6. The indirect opthalmoscope of claim 1, wherein the network is selected from the group consisting of a wired network, and a wireless network.

7. The indirect opthalmoscope of claim 1, wherein the computer comprises:

a real-time video capture capturing images from the video signal, a black-and-white to color converter converting the images to color, 3-D rendering software, and a messaging system.

8. The indirect opthalmoscope of claim 1, wherein the wearable headset is selected from the group consisting of a pair of glasses and a pair of goggles.

9. The indirect opthalmoscope of claim 1, wherein the light source is selected from the group consisting of a light emitting diode, an electric lamp, a mercury vapor lamp, a halogen lamp, and a tungsten filament lamp.

10. The indirect opthalmoscope of claim 1, wherein the light source comprises a halogen lamp with an infrared pass filter, the infrared path filter substantially blocking visible and ultraviolet radiation.

11. The indirect opthalmoscope of claim 1, wherein the black and white to color converter maps intensities of grayscale pixels to colors.

12. A direct opthalmoscope, comprising:

a light source, a beam splitter reflecting infrared radiation from the light source through one of a plurality of focusing lenses to an eye, a camera collecting radiation reflected by the eye through the beam splitter, an analog to digital convertor receiving a raw signal from the camera based on the collected radiation, the analog to digital convertor converting the raw signal to a digital signal; a black and white to color converter converting the digital signal into a color signal, a streaming video converter processing the color signal into a video signal, and a video monitor displaying an image of the eye based on the video signal;

the direct opthalmoscope further comprising a video transmitter, the video transmitter transmitting the video signal to a computer over a network, the computer extracting a plurality of images from the video signal.

13. The direct opthalmoscope of claim 12, wherein the video monitor comprises high-resolution liquid crystal display screens.

14. The direct opthalmoscope of claim 12, wherein the light source further comprises a rheostat dimmer circuit, an infrared filter, and a focusing lens, the infrared filter substantially blocking visible and ultraviolet radiation, and the focusing lens focusing the infrared radiation from the light source on the beam splitter.

15. The direct opthalmoscope of claim 12, further comprising a power supply to supply power to the light source, the power supply selected from the group consisting of a rechargeable lithium ion battery, a nickel cadmium battery, or an alkaline battery.

16. The direct opthalmoscope of claim 12, wherein the network is selected from the group consisting of a wired network, and a wireless network.

17. The direct opthalmoscope of claim 12, wherein the computer comprises:

a real-time video capture capturing images from the video signal, a black-and-white to color converter converting the images to color, 3-D rendering software, and a messaging system.

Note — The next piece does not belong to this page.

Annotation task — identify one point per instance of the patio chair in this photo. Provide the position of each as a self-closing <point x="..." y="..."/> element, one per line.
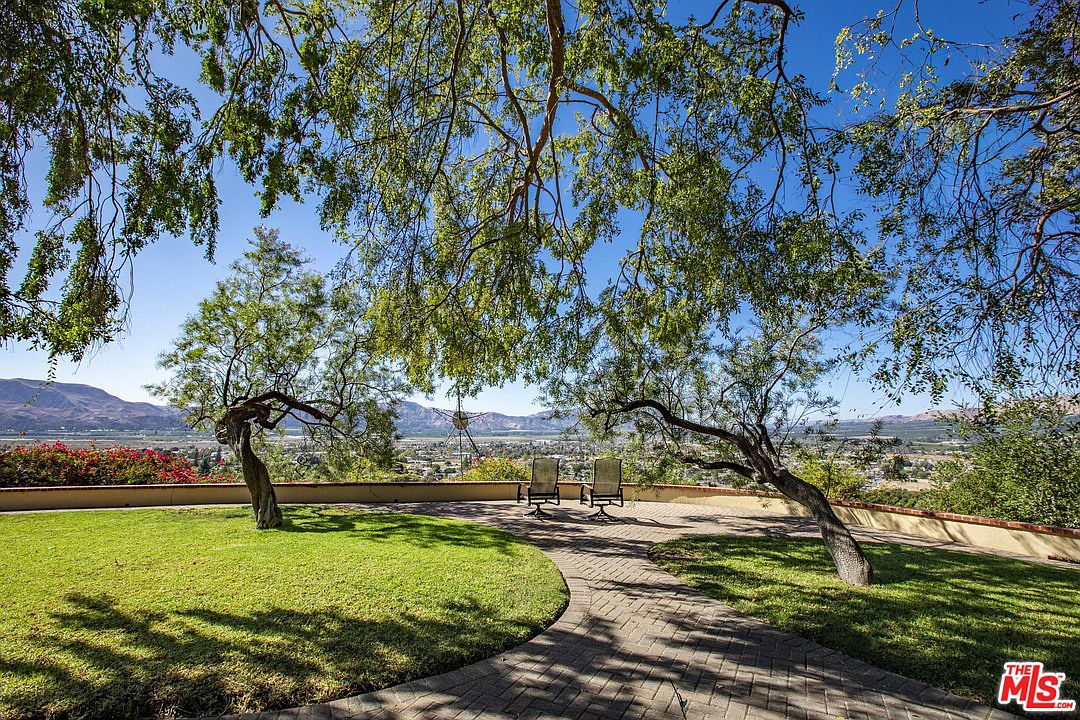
<point x="543" y="487"/>
<point x="606" y="488"/>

18. The direct opthalmoscope of claim 12, wherein the light source is selected from the group consisting of a light emitting diode, an electric lamp, a mercury vapor lamp, a halogen lamp, and a tungsten filament lamp.

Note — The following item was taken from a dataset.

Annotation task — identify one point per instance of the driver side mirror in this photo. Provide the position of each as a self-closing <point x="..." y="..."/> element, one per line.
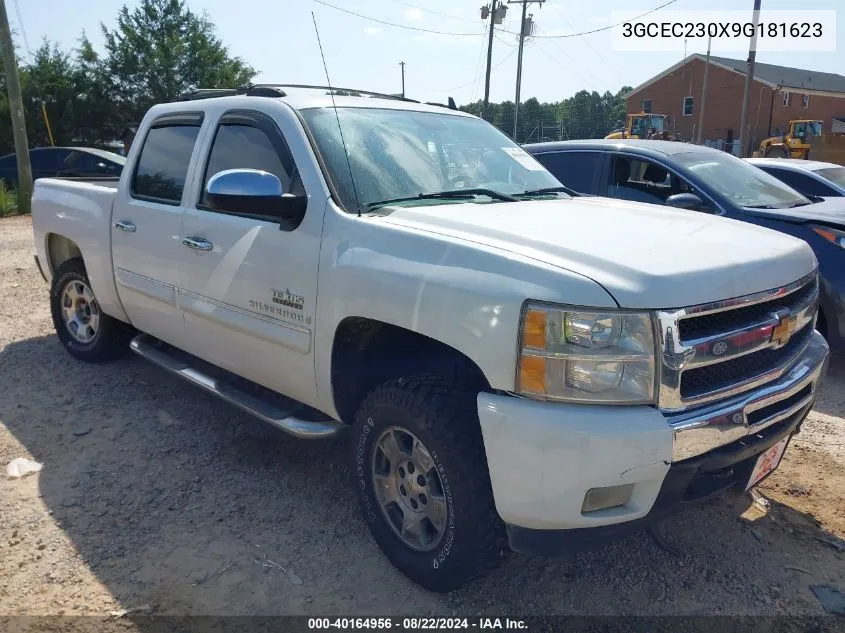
<point x="254" y="192"/>
<point x="685" y="201"/>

19. The direct opthalmoscope of claim 12, wherein the light source comprises a halogen lamp with an infrared pass filter, the infrared path filter substantially blocking visible and ultraviolet radiation.

20. The direct opthalmoscope of claim 12, wherein the black and white to color converter maps intensities of grayscale pixels to colors.

21. A method of scanning an eye, comprising:

providing a light source;

emitting infrared radiation from the light source toward a beam splitter;

reflecting the infrared radiation with the beam splitter through a focusing lens;

focusing the infrared radiation with the focusing lens on the eye;

collecting radiation reflected by the eye through the beam splitter at a camera;

producing an image signal representative of an image of the eye with the camera based on the collected radiation; and

displaying the image of the eye produced by the image signal on a display.

22. The method of scanning an eye of claim 21, further comprising transmitting the image of the eye over a network to another computer.